At 19 years old, Kobe began showing flashes of being a breakout star in the league. He became the youngest player to ever play in the NBA All-Star game, and his 1997-1998 season included a 33-point performance against the soon-to-be 6-time NBA champion Michael Jordan. Kobe and Jordan would continue to battle against each other until 2003 (Kobe scored 55 on Jordan in their final meeting).


 In June of 1999, Phil Jackson was named the Lakers' head coach following the dismantling of the dynastic Chicago Bulls. Upon Jackson’s arrival, the Lakers hit their stride, finishing the 1999-2000 season with a NBA-best record of 67-15, and captured the first of three consecutive NBA championships. 


The 2000 NBA Finals served as a coming-out party for Kobe, with a notable performance coming in Game 4. After missing the majority of Game 2 and all of Game 3 with an ankle injury, Kobe returned for Game 4 against the Indiana Pacers. With the Lakers leading 2-1 in the series, Game 4 was an opportunity for the Lakers to put their opponent in a 3-1 deficit, a hole no prior team had come back from in the NBA Finals. 


With the game pushed to overtime, Kobe stepped into the spotlight after eventual Finals MVP Shaquille O’Neal fouled out. 


With two jump shots and a reverse-putback layup in the late stages of the game, Kobe seemingly defined the type of player he was: a win at all costs, thrive under pressure type of player. 


After three consecutive championships, Shaq and Kobe would eventually split in 2004. With Kobe firmly in the driver's seat of the Lakers offense, he quickly established himself as one of the premier scorers the game has ever seen. 


Second Era 

Between 2005 and the end of his career, Kobe put on a plethora of jaw-dropping scoring displays: 62 points against the Mavericks, 81 points against the Raptors (2nd all-time in NBA history) 55 here, 60 there. It seemed that any night could provide NBA fans with a dominant performance – a scoring clinic. 


Kobe won back-to-back scoring titles in 2005-2006 and 2006-2007 and achieved NBA League MVP honors in the 2007-2008 season, the only regular season MVP of his career. After being joined by Pau Gasol, Kobe led the Lakers to three consecutive NBA Finals appearances (2008, 2009, 2010) and two NBA championships (2009 and 2010), earning Finals MVP honors on both occasions. 

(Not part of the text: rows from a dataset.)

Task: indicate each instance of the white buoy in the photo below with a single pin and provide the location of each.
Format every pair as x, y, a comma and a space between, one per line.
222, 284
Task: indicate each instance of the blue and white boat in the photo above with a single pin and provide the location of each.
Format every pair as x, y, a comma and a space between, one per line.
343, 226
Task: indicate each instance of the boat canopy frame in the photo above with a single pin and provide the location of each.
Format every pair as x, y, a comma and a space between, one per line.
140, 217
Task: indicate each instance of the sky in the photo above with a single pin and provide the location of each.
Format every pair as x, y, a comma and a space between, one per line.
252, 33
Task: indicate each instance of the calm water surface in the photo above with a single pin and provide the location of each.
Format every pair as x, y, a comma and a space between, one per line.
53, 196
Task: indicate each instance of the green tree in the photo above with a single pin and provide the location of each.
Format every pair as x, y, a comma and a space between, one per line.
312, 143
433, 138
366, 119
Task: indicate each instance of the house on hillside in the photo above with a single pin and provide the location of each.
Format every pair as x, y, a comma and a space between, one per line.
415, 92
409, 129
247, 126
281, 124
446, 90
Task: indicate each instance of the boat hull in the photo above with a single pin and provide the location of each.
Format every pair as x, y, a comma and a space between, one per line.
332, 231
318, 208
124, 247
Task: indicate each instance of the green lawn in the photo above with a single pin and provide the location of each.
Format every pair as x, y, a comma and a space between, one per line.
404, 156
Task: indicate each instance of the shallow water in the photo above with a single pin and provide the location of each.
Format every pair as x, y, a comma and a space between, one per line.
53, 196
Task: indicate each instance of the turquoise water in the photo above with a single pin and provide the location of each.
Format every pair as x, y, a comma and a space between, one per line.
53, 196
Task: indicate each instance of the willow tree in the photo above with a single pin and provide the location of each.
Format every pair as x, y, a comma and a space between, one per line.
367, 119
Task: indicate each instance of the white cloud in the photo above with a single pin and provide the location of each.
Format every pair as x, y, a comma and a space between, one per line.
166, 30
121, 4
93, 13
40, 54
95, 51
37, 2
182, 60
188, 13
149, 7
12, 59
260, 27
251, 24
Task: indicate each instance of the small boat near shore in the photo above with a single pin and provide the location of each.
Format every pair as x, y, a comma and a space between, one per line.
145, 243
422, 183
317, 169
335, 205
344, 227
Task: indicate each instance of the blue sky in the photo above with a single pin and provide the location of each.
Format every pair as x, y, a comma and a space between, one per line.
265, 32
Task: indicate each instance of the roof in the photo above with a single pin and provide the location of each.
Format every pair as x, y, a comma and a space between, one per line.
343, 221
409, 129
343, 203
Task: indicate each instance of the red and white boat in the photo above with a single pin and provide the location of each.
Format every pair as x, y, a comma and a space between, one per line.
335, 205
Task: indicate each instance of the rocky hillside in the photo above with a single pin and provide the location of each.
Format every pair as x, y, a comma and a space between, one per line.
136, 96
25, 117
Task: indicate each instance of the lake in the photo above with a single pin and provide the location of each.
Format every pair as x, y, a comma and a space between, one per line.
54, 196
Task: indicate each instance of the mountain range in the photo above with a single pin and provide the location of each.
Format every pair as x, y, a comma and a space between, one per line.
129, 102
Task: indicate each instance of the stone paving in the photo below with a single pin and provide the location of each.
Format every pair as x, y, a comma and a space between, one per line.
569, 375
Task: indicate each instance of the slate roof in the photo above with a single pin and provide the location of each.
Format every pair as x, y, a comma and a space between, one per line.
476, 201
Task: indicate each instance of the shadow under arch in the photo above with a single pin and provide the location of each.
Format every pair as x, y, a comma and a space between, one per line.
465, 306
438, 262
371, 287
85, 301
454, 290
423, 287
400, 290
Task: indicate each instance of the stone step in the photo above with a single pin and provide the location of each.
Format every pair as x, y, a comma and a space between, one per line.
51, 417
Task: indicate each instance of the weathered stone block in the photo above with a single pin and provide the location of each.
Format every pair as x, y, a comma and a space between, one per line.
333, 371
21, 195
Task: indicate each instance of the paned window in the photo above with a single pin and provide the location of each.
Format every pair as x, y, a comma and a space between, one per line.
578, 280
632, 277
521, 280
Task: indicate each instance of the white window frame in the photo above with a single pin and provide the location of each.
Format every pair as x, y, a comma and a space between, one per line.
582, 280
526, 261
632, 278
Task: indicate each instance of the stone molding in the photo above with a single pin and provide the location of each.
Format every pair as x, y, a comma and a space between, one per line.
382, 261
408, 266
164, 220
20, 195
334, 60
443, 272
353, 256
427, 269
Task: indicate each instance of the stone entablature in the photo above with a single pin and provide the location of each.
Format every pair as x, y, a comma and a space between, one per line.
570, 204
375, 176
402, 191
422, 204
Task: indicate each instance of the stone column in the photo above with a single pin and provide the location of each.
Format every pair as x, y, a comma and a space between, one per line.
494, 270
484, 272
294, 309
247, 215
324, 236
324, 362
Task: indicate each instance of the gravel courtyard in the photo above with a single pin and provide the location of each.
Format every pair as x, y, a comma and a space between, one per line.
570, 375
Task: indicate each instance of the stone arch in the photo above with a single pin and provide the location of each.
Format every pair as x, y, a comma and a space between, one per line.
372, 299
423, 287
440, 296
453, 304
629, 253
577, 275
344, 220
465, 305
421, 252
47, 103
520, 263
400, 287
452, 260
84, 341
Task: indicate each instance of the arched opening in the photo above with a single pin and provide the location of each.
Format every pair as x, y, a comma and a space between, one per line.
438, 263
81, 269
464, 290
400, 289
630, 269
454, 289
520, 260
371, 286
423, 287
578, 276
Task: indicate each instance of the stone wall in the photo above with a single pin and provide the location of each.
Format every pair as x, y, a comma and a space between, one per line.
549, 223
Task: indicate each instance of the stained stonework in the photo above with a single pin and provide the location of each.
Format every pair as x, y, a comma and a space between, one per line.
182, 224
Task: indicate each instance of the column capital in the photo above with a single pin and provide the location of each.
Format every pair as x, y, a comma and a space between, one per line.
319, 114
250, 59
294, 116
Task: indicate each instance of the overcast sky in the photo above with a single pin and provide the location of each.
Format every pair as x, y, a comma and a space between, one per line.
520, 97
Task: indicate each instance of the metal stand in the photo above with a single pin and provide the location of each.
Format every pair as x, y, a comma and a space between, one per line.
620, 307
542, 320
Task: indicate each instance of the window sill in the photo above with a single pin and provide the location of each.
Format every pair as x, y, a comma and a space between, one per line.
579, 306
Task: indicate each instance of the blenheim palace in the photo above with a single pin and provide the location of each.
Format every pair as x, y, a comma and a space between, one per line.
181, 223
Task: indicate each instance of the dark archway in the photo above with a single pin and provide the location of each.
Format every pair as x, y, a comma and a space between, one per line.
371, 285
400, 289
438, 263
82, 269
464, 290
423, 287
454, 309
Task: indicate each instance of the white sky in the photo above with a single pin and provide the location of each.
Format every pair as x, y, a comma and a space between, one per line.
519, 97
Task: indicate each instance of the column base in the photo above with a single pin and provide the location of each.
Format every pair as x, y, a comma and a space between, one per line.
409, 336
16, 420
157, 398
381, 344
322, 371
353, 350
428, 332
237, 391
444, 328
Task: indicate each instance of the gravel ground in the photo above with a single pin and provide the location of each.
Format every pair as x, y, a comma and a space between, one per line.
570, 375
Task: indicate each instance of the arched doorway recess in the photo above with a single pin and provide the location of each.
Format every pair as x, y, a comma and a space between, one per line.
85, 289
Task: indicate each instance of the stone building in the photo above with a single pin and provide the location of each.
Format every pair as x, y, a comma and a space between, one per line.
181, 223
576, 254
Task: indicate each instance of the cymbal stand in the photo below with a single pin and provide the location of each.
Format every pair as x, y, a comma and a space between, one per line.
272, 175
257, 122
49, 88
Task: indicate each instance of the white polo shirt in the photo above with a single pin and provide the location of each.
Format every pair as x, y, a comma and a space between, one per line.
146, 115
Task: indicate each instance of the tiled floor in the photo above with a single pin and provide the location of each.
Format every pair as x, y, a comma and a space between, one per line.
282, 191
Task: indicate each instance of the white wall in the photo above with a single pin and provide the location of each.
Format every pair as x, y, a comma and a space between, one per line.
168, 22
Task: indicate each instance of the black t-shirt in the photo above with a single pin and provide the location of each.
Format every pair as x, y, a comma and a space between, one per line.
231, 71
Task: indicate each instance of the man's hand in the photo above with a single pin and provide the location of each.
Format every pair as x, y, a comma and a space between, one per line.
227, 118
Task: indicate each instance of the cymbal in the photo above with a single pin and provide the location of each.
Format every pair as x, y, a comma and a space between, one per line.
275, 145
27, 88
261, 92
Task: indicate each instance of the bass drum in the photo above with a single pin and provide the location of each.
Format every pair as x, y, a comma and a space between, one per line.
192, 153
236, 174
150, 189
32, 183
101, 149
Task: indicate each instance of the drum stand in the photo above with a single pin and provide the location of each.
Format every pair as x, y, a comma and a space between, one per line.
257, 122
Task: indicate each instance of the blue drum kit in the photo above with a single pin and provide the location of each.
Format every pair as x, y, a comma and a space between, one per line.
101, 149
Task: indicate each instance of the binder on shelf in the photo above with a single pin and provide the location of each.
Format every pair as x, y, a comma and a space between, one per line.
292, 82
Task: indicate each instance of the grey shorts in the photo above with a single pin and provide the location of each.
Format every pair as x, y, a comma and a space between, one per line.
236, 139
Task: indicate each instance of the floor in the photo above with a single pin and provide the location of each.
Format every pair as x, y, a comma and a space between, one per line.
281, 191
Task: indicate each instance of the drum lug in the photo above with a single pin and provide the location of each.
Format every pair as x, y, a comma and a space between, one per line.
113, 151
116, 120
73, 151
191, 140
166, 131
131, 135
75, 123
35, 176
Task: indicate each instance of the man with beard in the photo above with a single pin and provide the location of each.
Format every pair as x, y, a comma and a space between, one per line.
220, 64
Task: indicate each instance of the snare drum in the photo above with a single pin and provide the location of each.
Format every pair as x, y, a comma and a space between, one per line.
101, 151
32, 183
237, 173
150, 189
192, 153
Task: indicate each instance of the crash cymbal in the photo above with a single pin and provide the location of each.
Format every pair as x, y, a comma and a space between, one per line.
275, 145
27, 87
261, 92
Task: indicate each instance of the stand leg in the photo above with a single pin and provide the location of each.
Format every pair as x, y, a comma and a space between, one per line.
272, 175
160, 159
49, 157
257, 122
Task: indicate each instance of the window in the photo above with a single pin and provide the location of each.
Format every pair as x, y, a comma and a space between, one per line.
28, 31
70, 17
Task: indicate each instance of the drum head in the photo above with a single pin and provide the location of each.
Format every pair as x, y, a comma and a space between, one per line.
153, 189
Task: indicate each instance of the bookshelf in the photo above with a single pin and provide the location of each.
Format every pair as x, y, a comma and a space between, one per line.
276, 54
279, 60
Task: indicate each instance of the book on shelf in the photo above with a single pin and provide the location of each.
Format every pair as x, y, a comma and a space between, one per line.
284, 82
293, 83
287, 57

Kobe ended his historic career with one last shining moment in 2016. In his final game in the NBA, a 37-year old Bryant willed the Lakers to a come-from-behind victory, scoring 60 points and hitting the game-winning shot in the process. The performance was surreal, the perfect bow on the gift that was watching Kobe play. A nod to the basketball greats, a demonstration of a love for the game, deep-rooted and palpable. 


In 2021, Kobe Bryant was posthumously inducted into the Naismith Basketball Hall of Fame. The Lakers organization retired both numbers he wore during his career, 24 and 8.